FFT-Based Fast Bandwidth Selector for Multivariate Kernel Density Estimation

TL;DR

This paper introduces a generalized FFT-based method for fast and accurate multivariate kernel density estimation bandwidth selection, overcoming previous limitations to diagonal matrices and enabling derivative estimation with broad practical applications.

Contribution

It presents a versatile FFT-based approach that relaxes previous restrictions to diagonal bandwidth matrices, supporting general multivariate KDE and derivative computations.

Findings

Significantly reduces computational cost of bandwidth selection.

Supports non-diagonal bandwidth matrices for multivariate KDE.

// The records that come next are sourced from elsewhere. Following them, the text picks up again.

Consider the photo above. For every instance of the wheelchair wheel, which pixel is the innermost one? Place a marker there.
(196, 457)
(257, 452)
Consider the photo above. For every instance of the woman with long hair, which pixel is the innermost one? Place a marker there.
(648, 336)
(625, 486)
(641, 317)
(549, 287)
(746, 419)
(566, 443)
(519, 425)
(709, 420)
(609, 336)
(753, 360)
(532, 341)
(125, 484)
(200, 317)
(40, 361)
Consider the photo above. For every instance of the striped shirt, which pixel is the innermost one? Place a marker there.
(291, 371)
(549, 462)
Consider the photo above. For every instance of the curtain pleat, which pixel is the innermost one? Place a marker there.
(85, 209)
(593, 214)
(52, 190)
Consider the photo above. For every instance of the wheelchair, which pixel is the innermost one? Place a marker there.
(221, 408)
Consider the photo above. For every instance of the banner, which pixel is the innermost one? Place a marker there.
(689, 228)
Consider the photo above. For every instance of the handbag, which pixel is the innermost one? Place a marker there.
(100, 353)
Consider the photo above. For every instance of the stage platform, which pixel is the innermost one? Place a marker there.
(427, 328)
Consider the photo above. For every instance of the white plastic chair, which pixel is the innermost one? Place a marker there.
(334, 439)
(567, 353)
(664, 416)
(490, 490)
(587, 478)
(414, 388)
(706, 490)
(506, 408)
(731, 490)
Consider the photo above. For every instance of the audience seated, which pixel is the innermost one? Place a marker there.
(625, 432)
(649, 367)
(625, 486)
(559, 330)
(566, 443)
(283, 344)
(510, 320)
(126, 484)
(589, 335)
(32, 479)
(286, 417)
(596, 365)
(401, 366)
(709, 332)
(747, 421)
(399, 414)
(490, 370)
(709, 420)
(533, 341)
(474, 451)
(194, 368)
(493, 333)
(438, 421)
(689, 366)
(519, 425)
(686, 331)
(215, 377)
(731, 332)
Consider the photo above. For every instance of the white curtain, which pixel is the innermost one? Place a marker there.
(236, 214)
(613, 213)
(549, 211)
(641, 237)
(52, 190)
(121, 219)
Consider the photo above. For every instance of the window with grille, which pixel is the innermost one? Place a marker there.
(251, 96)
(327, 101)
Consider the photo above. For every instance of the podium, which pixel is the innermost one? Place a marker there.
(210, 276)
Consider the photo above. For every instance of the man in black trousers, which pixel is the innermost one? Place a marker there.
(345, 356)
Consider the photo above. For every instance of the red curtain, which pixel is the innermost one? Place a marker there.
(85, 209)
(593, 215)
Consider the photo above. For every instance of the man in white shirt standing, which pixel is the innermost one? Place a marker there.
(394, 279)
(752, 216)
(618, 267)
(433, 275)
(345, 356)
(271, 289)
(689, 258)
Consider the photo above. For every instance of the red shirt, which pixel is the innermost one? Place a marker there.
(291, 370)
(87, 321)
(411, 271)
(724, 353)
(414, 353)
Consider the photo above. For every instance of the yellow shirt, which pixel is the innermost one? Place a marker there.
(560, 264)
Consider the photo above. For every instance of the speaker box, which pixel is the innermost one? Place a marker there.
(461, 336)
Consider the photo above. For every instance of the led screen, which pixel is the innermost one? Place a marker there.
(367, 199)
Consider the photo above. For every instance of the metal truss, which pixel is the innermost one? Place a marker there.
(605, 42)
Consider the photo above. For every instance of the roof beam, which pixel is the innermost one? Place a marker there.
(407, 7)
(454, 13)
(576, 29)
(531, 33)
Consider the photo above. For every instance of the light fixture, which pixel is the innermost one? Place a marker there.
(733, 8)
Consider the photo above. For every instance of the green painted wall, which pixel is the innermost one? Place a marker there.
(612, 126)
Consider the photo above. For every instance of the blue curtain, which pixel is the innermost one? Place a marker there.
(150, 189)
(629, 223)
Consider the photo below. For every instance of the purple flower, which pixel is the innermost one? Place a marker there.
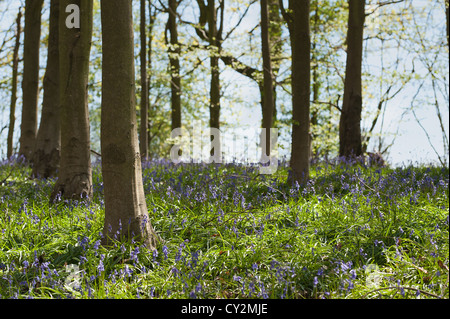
(165, 251)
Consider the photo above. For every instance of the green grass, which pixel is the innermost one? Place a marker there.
(231, 233)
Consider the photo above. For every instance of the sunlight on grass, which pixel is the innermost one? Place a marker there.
(351, 232)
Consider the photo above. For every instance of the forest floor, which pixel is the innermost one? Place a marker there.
(352, 232)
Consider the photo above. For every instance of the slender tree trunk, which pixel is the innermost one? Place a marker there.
(214, 92)
(30, 84)
(174, 53)
(268, 98)
(350, 143)
(276, 48)
(125, 208)
(48, 142)
(12, 116)
(152, 17)
(300, 43)
(143, 136)
(75, 173)
(447, 14)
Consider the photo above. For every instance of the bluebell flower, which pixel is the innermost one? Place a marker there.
(165, 251)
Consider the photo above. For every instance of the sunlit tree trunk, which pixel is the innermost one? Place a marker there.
(174, 52)
(298, 23)
(214, 92)
(48, 142)
(268, 97)
(126, 213)
(30, 84)
(350, 143)
(75, 172)
(12, 116)
(143, 136)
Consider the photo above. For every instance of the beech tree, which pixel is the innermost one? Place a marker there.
(12, 110)
(48, 141)
(126, 213)
(174, 53)
(30, 83)
(268, 97)
(143, 137)
(75, 172)
(298, 23)
(350, 142)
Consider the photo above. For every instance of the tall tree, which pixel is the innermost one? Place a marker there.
(298, 23)
(350, 142)
(174, 53)
(143, 136)
(12, 116)
(268, 97)
(30, 84)
(48, 141)
(125, 207)
(75, 172)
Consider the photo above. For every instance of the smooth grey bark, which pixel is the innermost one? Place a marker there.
(268, 97)
(46, 154)
(299, 30)
(75, 172)
(126, 213)
(350, 142)
(12, 116)
(174, 53)
(30, 83)
(143, 136)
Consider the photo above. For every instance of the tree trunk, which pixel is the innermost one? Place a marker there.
(350, 143)
(125, 207)
(152, 17)
(75, 173)
(30, 84)
(300, 43)
(48, 141)
(143, 136)
(12, 116)
(447, 14)
(276, 48)
(268, 105)
(214, 92)
(174, 53)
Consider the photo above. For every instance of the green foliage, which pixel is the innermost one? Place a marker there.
(351, 232)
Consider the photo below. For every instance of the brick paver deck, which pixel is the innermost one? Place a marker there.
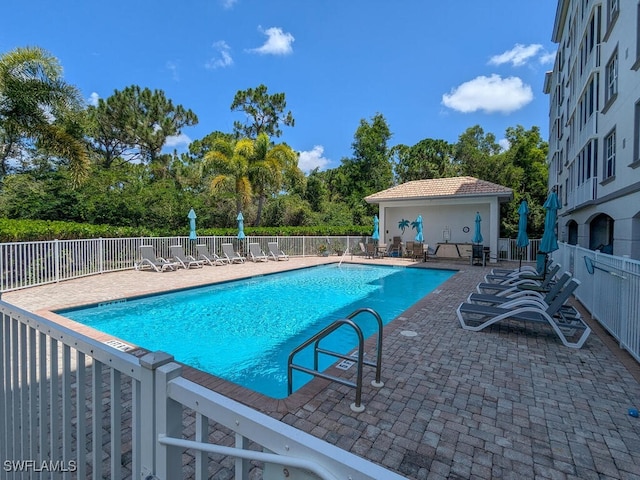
(508, 402)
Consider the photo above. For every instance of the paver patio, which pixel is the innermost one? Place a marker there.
(508, 402)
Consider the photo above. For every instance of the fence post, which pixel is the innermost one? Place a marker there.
(148, 441)
(101, 255)
(56, 258)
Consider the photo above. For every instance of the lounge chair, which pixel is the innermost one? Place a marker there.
(524, 290)
(475, 317)
(276, 253)
(517, 281)
(230, 254)
(183, 260)
(150, 259)
(209, 258)
(256, 253)
(514, 277)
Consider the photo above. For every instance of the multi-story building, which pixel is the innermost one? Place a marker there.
(594, 131)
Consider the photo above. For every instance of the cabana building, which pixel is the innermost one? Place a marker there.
(448, 207)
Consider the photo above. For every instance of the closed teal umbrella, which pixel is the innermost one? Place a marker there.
(549, 242)
(477, 237)
(240, 219)
(376, 233)
(192, 225)
(523, 239)
(418, 225)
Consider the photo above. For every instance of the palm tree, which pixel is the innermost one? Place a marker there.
(229, 160)
(38, 107)
(268, 166)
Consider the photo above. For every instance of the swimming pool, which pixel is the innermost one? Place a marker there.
(244, 330)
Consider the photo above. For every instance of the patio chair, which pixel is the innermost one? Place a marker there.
(395, 248)
(370, 250)
(276, 253)
(230, 254)
(150, 259)
(183, 260)
(478, 255)
(408, 250)
(256, 253)
(475, 317)
(418, 251)
(209, 258)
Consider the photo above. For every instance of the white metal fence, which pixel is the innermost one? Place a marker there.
(28, 264)
(73, 407)
(609, 290)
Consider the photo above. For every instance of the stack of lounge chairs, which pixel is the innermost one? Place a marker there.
(526, 295)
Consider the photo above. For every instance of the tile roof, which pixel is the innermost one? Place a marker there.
(440, 187)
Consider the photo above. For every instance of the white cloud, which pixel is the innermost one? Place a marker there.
(93, 99)
(224, 56)
(547, 58)
(278, 42)
(312, 159)
(504, 144)
(489, 94)
(517, 56)
(177, 140)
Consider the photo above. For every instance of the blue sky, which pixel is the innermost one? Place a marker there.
(433, 69)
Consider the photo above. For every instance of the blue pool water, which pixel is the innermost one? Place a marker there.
(243, 331)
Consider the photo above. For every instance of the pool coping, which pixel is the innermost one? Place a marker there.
(244, 395)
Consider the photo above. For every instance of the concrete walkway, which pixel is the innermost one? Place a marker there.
(508, 402)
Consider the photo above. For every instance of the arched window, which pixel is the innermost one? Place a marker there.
(601, 233)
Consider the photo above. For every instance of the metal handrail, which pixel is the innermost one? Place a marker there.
(357, 405)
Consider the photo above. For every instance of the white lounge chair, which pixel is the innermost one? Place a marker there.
(256, 253)
(475, 316)
(209, 258)
(276, 253)
(230, 254)
(184, 260)
(150, 259)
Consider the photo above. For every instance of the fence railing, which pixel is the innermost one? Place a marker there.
(86, 410)
(29, 264)
(609, 290)
(508, 250)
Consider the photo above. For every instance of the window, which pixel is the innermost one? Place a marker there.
(612, 78)
(609, 155)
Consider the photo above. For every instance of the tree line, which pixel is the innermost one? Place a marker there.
(61, 159)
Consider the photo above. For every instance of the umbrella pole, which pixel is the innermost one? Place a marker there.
(520, 264)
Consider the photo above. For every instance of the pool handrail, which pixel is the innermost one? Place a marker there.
(357, 405)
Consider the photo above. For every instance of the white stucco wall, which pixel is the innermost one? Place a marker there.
(439, 214)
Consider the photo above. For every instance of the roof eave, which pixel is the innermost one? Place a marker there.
(506, 195)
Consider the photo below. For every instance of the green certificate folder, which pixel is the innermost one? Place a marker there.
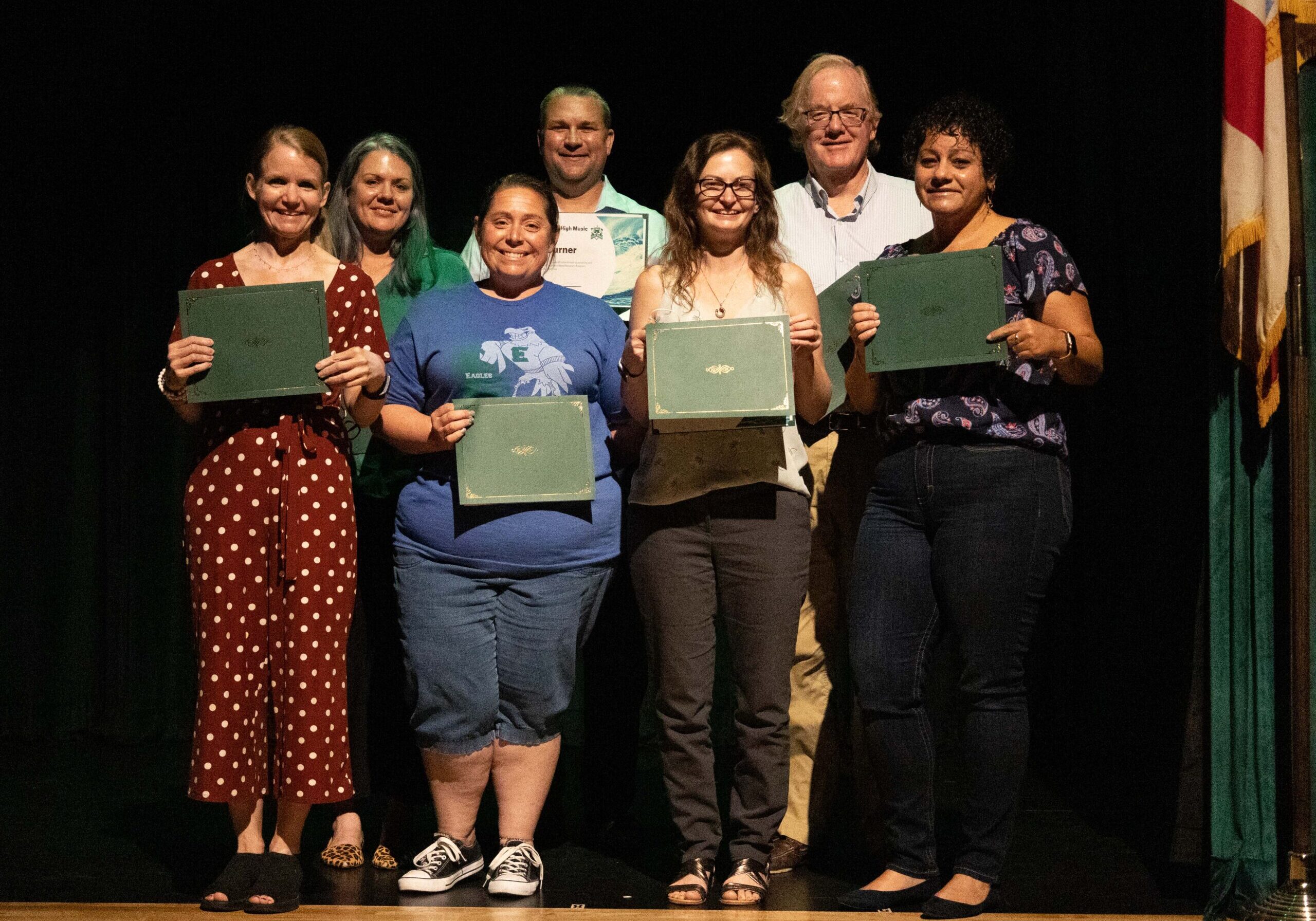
(835, 303)
(734, 370)
(267, 340)
(525, 449)
(936, 309)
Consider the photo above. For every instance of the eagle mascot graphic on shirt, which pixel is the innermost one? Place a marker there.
(544, 367)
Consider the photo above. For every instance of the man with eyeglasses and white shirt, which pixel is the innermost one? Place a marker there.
(576, 139)
(844, 212)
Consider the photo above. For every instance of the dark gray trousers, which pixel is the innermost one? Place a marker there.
(740, 555)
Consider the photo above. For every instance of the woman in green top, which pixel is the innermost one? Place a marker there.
(377, 219)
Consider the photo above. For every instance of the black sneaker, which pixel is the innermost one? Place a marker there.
(441, 866)
(516, 872)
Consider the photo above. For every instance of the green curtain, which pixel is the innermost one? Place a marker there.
(1307, 127)
(1241, 636)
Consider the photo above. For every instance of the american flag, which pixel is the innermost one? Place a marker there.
(1254, 194)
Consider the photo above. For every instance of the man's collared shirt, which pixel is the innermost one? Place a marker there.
(609, 200)
(827, 247)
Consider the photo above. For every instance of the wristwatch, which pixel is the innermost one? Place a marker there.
(382, 393)
(622, 370)
(173, 395)
(1070, 346)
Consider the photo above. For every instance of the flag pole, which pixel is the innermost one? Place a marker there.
(1296, 896)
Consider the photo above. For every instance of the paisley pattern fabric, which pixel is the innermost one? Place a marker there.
(1011, 402)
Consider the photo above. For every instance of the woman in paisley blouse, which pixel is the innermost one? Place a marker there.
(976, 553)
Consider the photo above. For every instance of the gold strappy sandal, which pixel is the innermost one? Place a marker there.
(757, 872)
(701, 868)
(342, 857)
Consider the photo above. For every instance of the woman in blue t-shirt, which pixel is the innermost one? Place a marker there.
(966, 516)
(495, 598)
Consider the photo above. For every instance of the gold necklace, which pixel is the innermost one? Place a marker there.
(720, 312)
(255, 252)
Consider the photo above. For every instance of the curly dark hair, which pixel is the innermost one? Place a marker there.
(971, 119)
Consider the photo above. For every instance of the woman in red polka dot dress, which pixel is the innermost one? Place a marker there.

Demonstrates effectiveness through extensive numerical simulations.

Abstract

The performance of multivariate kernel density estimation (KDE) depends strongly on the choice of bandwidth matrix. The high computational cost required for its estimation provides a big motivation to develop fast and accurate methods. One of such methods is based on the Fast Fourier Transform. However, the currently available implementation works very well only for the univariate KDE and it's multivariate extension suffers from a very serious limitation as it can accurately operate only with diagonal bandwidth matrices. A more general solution is presented where the above mentioned limitation is relaxed. Moreover, the presented solution can by easily adopted also for the task of efficient computation of integrated density derivative functionals involving an arbitrary derivative order. Consequently, bandwidth selection for kernel density derivative estimation is also supported. The practical usability of the new solution is demonstrated by comprehensive numerical simulations.